Opposition parties, like NRM may fall ‘slowly slowly’ before crashing

Dr Muniini K. Mulera, a columnist for the Tuesday edition of this paper, has resigned from the Forum for Democratic Change (FDC). The good doctor announced this in his column in Daily Monitor of August 14.

Dr Muniini backed Mugisha Muntu’s strategy for FDC to focus on building “strong institutions.” Muntu was defeated as party president by Patrick Oboi Amuriat (POA), who carried on with Kizza Besigye’s “defiance only” strategy.

“After nine months of soul-searching and reviewing my long journey in Uganda’s struggle for genuine democracy, I find that the party and I are too far apart to repair the rift. I have, therefore, made a choice to resign from the Forum for Democratic Change,” Dr Muniini wrote.

That is how things should be. An organisation is nothing more than a collection of people who work together to achieve some individual or group goals. By subscribing to set rules, regulations and procedures, members make an organisation a system of consciously coordinated activities. If, like Muniini, you disagree with some of these things, one nice thing to do is to move on.

There are many other Muniinis in FDC who do not agree with POA’s strategy. They should leave. That would be far better than insinuating that somehow FDC is a party where losers in internal democracy contests feel as though they are prey about to be devoured by predators (winners).

POA emerged a clear winner in the November 2017 contest. He took his time weighing options for people he wanted to work more closely with. Then he acted recently, replacing Winnie Kiiza with Betty Aol Ocan as Leader of the Opposition in Parliament (LoP).

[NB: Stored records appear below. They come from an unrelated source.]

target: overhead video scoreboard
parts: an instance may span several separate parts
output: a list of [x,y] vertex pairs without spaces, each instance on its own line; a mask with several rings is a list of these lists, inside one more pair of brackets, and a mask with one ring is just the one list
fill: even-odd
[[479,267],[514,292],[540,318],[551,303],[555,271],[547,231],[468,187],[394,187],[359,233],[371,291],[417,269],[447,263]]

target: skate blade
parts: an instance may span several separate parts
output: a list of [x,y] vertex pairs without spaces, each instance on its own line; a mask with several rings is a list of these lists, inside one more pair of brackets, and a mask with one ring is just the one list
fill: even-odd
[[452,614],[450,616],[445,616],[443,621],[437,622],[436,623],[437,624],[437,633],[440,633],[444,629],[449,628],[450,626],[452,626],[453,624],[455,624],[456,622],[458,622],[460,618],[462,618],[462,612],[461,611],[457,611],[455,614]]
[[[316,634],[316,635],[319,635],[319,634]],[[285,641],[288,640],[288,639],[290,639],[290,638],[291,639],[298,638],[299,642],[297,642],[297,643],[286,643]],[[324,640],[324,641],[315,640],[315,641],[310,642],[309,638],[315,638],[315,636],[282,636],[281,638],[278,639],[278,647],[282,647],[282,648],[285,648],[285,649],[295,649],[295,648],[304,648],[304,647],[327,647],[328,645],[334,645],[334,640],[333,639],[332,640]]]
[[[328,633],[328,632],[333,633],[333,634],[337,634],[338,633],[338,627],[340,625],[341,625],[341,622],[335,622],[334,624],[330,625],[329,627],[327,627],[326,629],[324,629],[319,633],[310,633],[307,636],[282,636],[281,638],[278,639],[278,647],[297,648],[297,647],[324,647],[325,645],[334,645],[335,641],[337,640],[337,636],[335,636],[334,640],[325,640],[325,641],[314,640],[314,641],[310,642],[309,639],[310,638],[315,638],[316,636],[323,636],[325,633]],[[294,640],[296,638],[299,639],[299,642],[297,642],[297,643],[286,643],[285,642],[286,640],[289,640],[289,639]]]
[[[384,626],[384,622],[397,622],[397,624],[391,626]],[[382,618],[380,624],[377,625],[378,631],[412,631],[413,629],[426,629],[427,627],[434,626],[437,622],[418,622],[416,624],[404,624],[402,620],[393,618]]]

That move opened sluice gates of criticism, with many suggesting it was ill-advised to remove a person who had performed beyond expectations, especially during the heady months of the age limit debate late last year. Polished, cute and articulate, Kiiza, who was also in Muntu’s camp, did indeed fit the bill. But here’s the thing: Serving as LoP is not exactly rain-making. FDC will chug along fine with or without her.

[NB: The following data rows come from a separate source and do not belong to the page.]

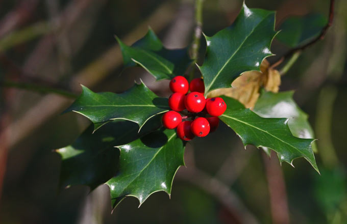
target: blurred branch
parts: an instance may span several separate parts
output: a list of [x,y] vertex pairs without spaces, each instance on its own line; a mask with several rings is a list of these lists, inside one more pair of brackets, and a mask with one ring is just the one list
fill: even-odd
[[203,31],[203,4],[204,0],[195,0],[195,28],[192,46],[192,59],[196,62],[200,46],[200,38]]
[[[134,43],[146,33],[148,24],[151,24],[155,31],[162,30],[174,18],[175,15],[174,9],[174,6],[171,3],[163,4],[147,19],[122,38],[124,42],[127,44]],[[110,71],[121,65],[122,62],[119,46],[115,45],[77,74],[70,82],[70,89],[74,91],[80,91],[79,83],[89,87],[95,86]],[[67,106],[70,102],[70,100],[56,95],[50,94],[43,97],[21,118],[6,128],[5,133],[8,133],[9,136],[8,138],[9,149],[11,150],[18,142],[32,133],[47,119],[60,113],[62,108]],[[40,116],[38,116],[38,114]]]
[[74,99],[77,98],[78,96],[78,95],[76,93],[73,93],[67,90],[58,89],[53,87],[50,87],[47,83],[40,85],[33,82],[30,83],[5,80],[4,81],[0,81],[0,86],[30,90],[40,93],[54,93]]
[[262,150],[269,193],[272,223],[289,224],[289,213],[287,200],[287,193],[283,173],[280,165],[277,155],[271,150],[270,159]]
[[328,167],[333,167],[338,163],[331,139],[333,110],[337,96],[336,88],[333,86],[324,87],[318,96],[316,110],[315,132],[319,139],[318,141],[319,152],[324,166]]
[[[299,47],[292,49],[289,51],[288,51],[288,52],[285,53],[280,59],[280,60],[284,61],[285,60],[287,59],[287,58],[290,57],[292,54],[295,54],[295,53],[299,53],[300,54],[300,52],[303,51],[304,50],[305,50],[305,49],[306,49],[308,47],[314,44],[315,43],[316,43],[318,41],[323,40],[323,39],[324,39],[326,35],[327,34],[327,32],[328,32],[328,30],[330,27],[330,26],[331,26],[331,25],[333,24],[333,21],[334,20],[334,3],[335,3],[335,0],[330,0],[330,8],[329,8],[329,20],[328,20],[327,24],[321,30],[321,31],[320,32],[320,33],[319,34],[319,35],[317,37],[313,39],[312,40],[311,40],[311,41],[306,43],[306,44],[304,44],[303,46],[299,46]],[[275,62],[274,64],[276,64],[276,63],[277,63],[277,62]]]
[[232,185],[240,176],[253,154],[253,151],[246,150],[243,145],[239,147],[239,142],[231,151],[215,175],[228,186]]
[[22,0],[17,8],[0,21],[0,37],[21,25],[34,11],[38,0]]
[[51,31],[46,22],[38,22],[18,31],[14,31],[0,39],[0,53],[11,47],[30,41]]
[[83,15],[83,13],[93,1],[95,0],[75,0],[69,3],[59,15],[51,15],[53,16],[50,22],[52,33],[41,38],[28,58],[23,67],[26,73],[38,73],[38,68],[49,59],[49,54],[56,42],[61,39],[60,36],[66,36],[76,20]]
[[[47,11],[49,13],[51,22],[53,24],[54,27],[61,27],[60,23],[61,20],[55,19],[59,15],[59,2],[58,0],[46,0]],[[58,55],[59,62],[59,70],[62,74],[65,76],[69,74],[71,71],[71,65],[70,63],[70,52],[71,49],[67,38],[67,34],[62,32],[59,35],[57,30],[54,31],[56,33],[54,38],[56,39],[58,48]]]
[[229,186],[194,167],[180,169],[176,175],[179,179],[189,182],[213,196],[225,206],[235,218],[232,223],[253,224],[258,223]]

Indeed, in Ocan, POA gets a committed hard worker, an aunt-like adviser, and a mother to many of the younger generation voters in northern Uganda, who know first-hand what their parents went through during the decades of conflict in the region. She is an excellent choice.

I wish POA had the courage to pick a new FDC spokesperson as well. I know Ibrahim Ssemujju Nganda. He is a fine young man. Back in the late 1990s, he was an intern at The Monitor when I was an assistant editor. I was one of his mentors. But I doubt he will continue giving FDC his all.

Remember, an organisation brings people together to work for individual and group goals. What are Ssemuju’s individual goals? Do they give him more or less motivation and satisfying experience working under POA as it was the case working under Muntu?

In the organisational setting, individual efforts have to be channelled/directed. It is not enough for you to know what a person is able to do; you also need to know what the person is capable of doing.

Recent campaigns for Bugiri Municipality and Arua Municipality parliamentary seats clearly showed that Opposition parties in this country are skating on thin ice.

Differences in functional orientations suggest that different camps/individuals among/within these parties are seeing the problems of Uganda through different lenses.

Sadly, these different perceptions are increasing the element of organisational inertia among the Opposition ranks, which, like the ruling National Resistance Movement (NRM), are showing clear signs of resistance to change. Where there is resistance to change, there is a tendency for an organisation to retain what exists.

So, before the Opposition parties can sort out the governance problem in our country, they need a common agreement as to where the problem lies.
Short of that, they may follow the trajectory NRM has already taken – falling “slowly slowly” before crashing on the day its founder is buried along with his beliefs.